The Owenacurra mental health facility provided residential care for people with mental health difficulties. Plans to close the facility were announced last year.
The HSE is sourcing a property for some residents of the Owenacurra mental health facility in Cork which is set to be closed.
The Minister for Mental Health said in a statement this evening that a detached house has been identified as a suitable location in the area.
Mary Butler said funding has been sought and a bid submitted.
“The current assessment is that some of the residents of Owenacurra and other East Cork service users would be suitable for such a community residence service,” said Ms Butler.
“Two of the residents’ current assessed needs are for nursing home care and the nine remaining residents’ assessed needs are indicating a reduced care need which could be met in a community residence with rehabilitative support.”
Residents are being moved on a phased basis.
The Owenacurra mental health facility provides residential care for people with mental health difficulties. Plans to close the facility were announced last year.
Residents and their family members object to the closure of the facility which they say offers residents support, routine and a community.

They mounted a major campaign to keep it open and to secure investment in the centre and earlier today pleaded with Taoiseach Micheál Martin to overturn the decision.
Ms Butler said the decision to close the facility was not taken lightly and followed “serious concerns” raised following inspection of the premises.
She defended the closure saying the will and preference of the residents have been paramount in all decisions. She is satisfied that all decisions were made with the best interests of the residents in mind.
Speaking outside the Taoiseach’s office today, families said they were still in the dark about the centre’s future.

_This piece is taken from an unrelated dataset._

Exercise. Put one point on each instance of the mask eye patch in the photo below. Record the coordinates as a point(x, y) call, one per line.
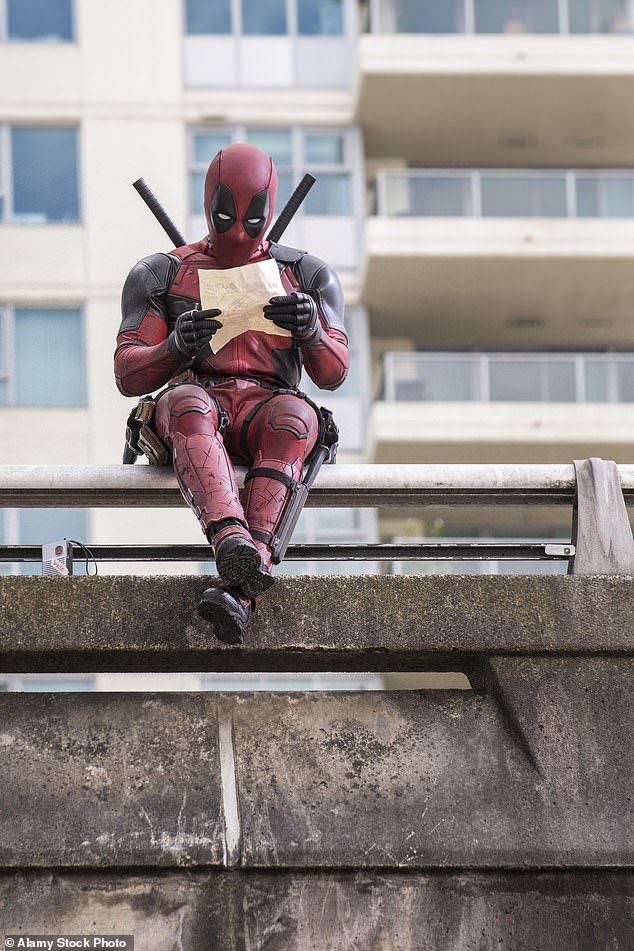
point(223, 209)
point(255, 217)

In her statement, Ms Butler said: “The HSE continues to work with each resident individually and consult with their families to agree an appropriate alternative placement based on their assessed needs.
“Assessments with residents have been completed and consultation with families remains ongoing.”
The centre, which was built in the 1970s, was found to be in very poor condition with major defects, according to the HSE.

Ms Butler said that while the original plan was to refurbish the building, it became clear during the planning stage that it would not meet building requirements or be regarded as fit for purpose into the future.
This, she said in a statement on Friday, was supported by two independently commissioned reports.
“As the independent regulator, the Mental Health Commission in its recent inspection reports found that the premises at Owenacurra were not up to the required standard and identified two critical risks (in relation to premises and access to therapeutic services and programmes) and three high risks,” Ms Butler said.
“The matters raised by the Mental Health Commission meant that it was not appropriate or viable for the centre to continue operating.”
If refurbishments were carried out, they would not solve issues such as inadequately sized bedrooms, lack of social spaces, therapeutic spaces and essential staff support accommodation.
The decision not to proceed with refurbishment plans was made by the HSE Community Healthcare Organisations and in consultation with HSE Estates.